Margaret remembered the years of hot, shaming embarrassment at the reaction of school friends when they discovered Daft Annie was her sister. The fat loony who shouted at people from behind the gate.

It wasn’t fair of Mum, she thought dully. Making spaniel eyes at me while she was dying, clutching my hand and making me promise.  Annie’s dragging me down, suffocating me, a dead weight that’s pinning me inside this awful old house for ever. She ruined my school life and now she’s destroying any chance I have of happiness. Forty-eight isn’t too old to find someone, other women do.

But I’ll never meet anyone while I’m tied to Annie.

 “Maggie? Why you look so cross?” 

Like an automaton, she waited with a wet cloth while the endless helpings of sugar were carelessly scooped into the mug, then quietly wiped the granules spilled across the table. 

“I’m not cross, Annie,” she said, unclenching her fingers and rubbing away the red crescents dug into her palms. “Just tired.”

Margaret wished her mother hadn’t left them that wretched little nest egg. Once Mrs Wolfson had found out about that, she’d laughed.

“Your chances of getting your sister into any State facility are just about nil,” she said. “If you have private resources I’m afraid you are expected to pay for a private home yourself.”

“My mother enquired before she died, but their fees are enormous. I couldn’t earn enough to keep Annie in one of those. And the money my mother left is disappearing pretty quickly.”

“I’m sorry, but these days if there is a family member able to care for Annie, I really can’t recommend her for a place. Much as I’d like to in your case. But it’s not as if Annie is violent, is she?”

Margaret almost said that it wasn’t Annie she need worry about when it came to violence, but just smiled politely.

“We’ll manage, I suppose.”

As Annie started to lick the doughnut wrapper with wet voluptuous slurps, Margaret  gently removed it from her. A familiar pain started to throb behind her eyes.

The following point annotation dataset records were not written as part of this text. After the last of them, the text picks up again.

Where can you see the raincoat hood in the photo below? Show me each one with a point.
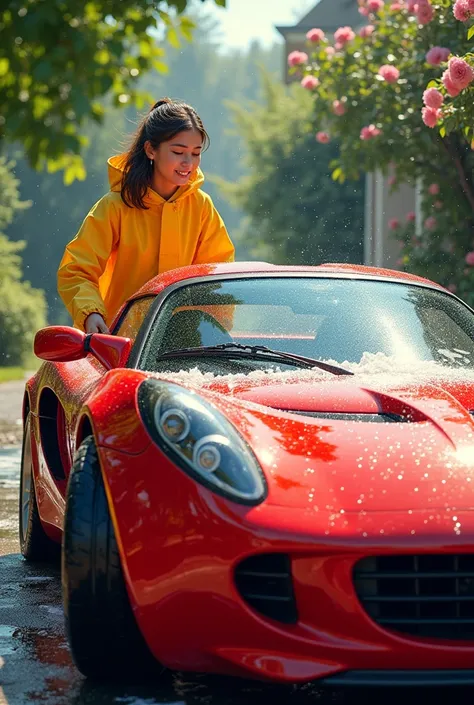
(116, 167)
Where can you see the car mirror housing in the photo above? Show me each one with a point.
(66, 344)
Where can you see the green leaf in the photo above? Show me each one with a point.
(4, 65)
(172, 37)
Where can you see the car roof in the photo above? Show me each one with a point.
(195, 271)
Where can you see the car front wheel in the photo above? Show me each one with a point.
(103, 635)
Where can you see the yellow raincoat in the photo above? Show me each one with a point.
(118, 249)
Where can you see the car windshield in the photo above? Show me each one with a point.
(327, 319)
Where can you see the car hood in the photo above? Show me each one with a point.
(397, 446)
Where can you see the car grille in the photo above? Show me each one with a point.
(422, 595)
(266, 585)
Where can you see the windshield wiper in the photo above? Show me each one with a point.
(254, 352)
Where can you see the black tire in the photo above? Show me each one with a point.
(35, 545)
(103, 635)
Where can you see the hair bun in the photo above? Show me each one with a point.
(159, 103)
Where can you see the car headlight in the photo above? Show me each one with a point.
(201, 441)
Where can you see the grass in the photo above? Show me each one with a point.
(7, 374)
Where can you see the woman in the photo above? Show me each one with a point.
(154, 218)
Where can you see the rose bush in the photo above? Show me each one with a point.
(398, 96)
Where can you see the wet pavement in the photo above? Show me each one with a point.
(36, 667)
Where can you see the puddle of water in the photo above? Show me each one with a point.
(10, 460)
(7, 645)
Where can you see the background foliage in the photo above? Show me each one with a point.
(381, 127)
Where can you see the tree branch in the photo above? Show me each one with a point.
(464, 182)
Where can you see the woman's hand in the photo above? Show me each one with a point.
(95, 324)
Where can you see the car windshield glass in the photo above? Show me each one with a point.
(326, 319)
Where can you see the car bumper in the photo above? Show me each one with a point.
(180, 545)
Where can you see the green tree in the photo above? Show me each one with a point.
(295, 212)
(22, 308)
(368, 97)
(59, 58)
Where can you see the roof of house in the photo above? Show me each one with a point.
(328, 15)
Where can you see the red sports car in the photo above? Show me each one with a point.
(263, 471)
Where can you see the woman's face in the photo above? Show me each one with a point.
(176, 161)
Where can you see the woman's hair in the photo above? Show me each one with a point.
(165, 120)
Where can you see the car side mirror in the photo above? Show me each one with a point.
(66, 344)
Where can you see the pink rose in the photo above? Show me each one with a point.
(424, 13)
(433, 98)
(389, 73)
(430, 116)
(437, 55)
(451, 88)
(315, 36)
(460, 73)
(296, 58)
(366, 31)
(393, 224)
(339, 107)
(310, 82)
(323, 137)
(369, 132)
(343, 35)
(375, 5)
(461, 10)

“TV, Annie? I’ll switch it on.”


Annie’s favourite programme. She waddled through to the lounge and dropped heavily into her armchair. The springs had long since been crushed into submission, and Margaret knew she would be settled there until bedtime.   

She went to the bathroom for some aspirin, glancing into her sister’s room as she passed. The huge sheaf of colourful flyers spilled across the carpet in a careless swathe. Estate agents, clothing sales, offers of discounted computers. More mess.

She bent to pick them up and a coarse brown envelope slipped out and fluttered to the floor.

Miss M. Livingstone.

From the Department of Social Services.

Suddenly unable to breathe, she ripped it open with fingers that shook slightly.

“I am pleased to inform you that a place has become vacant at the Shearwater  Home  for the severely mentally impaired.”

I’m free, she exulted silently. Free! Free!

“If you wish to take up this place for your sister Anne, please advise me by the end of this month or I will assume you have been able to make other arrangements and offer the place to someone else.


Betty Wolfson.

Underneath Mrs Wolfson had added, “Isn’t this a stroke of luck?”

It was dated four months previously.

Margaret read it twice, her mouth dry. 

Well then, she’d just have to make those other arrangements.

She picked up the feather pillow from Annie’s bed and walked slowly towards the front room, the screeching of the Tweenies drowning the thudding of her traitor’s heart.

Detached, from somewhere near the ceiling, Margaret watched herself enter the room quietly and stand behind Annie. She noticed how her own hands shook as she held the pillow above her sister’s head, her mother’s garnet ring twinkling reproachfully on her little finger.

She looked down at Annie’s straggly parting, scattered with flecks of dandruff and sighed. I must remember to buy some of that special shampoo tomorrow and use it when I wash her hair, she thought.

“Maggie? Come sit by me. Tweenies.” Annie looked up and smiled widely, patting the arm of her chair. “You like Tweenies?”

Margaret sat down shakily. She panted slightly, as if someone had just punched her in the stomach.

“Love the Tweenies, Annie,” she said.